# FP Nibs



## BobBurt (Mar 24, 2009)

I've only turned one FP and was thinking about putting maybe six in my inventory.

Just wondering what the quality of the Nibs, that comes with a normal Gold pen kit. How do the nibs come ??? Fine/Med/Bold????

Any info will help.

Thank you very much


----------



## ed4copies (Mar 24, 2009)

BobBurt said:


> I've only turned one FP and was thinking about putting maybe six in my inventory.
> 
> Just wondering what the quality of the Nibs, that comes with a normal Gold pen kit.

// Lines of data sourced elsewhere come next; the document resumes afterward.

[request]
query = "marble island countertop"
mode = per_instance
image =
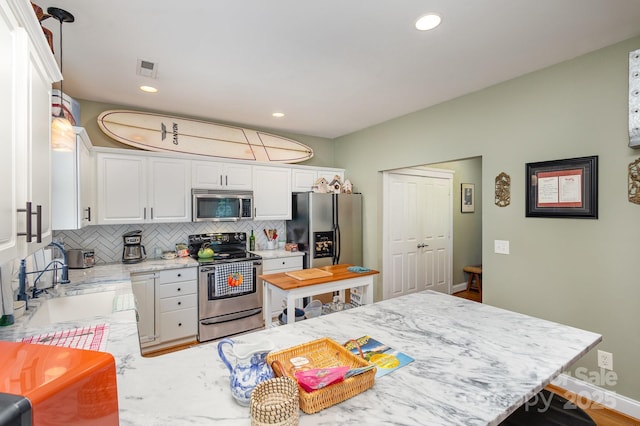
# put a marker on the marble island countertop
(474, 364)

How do the nibs come ??? Fine/Med/Bold????
> 
> ...




Sorry, Bob, that's a bit broad:biggrin::biggrin:

IF it says, Iridium - Germany, it is a steel nib.  IMO not a bad nib, but a bad reputation.  Pen collectors will snub the pen, if you are trying to sell it.  Easy solution, upgrade to a nib from DCBluesman - also a steel nib, but a better quality - much more consistent performance.  AND, its a CUSTOM nib, so it has SALES APPEAL!!

FWIW


----------



## BobBurt (Mar 24, 2009)

I am referring to these El Grande FP

http://www.leevalley.com/wood/page.aspx?c=1&p=53439&cat=1,330,43243,53758

Thanks


----------



## Dan_F (Mar 24, 2009)

That will be a medium steel nib that comes in the kit. Lou stocks this size (the larger of the two he carries) in medium and fine. 

Dan


----------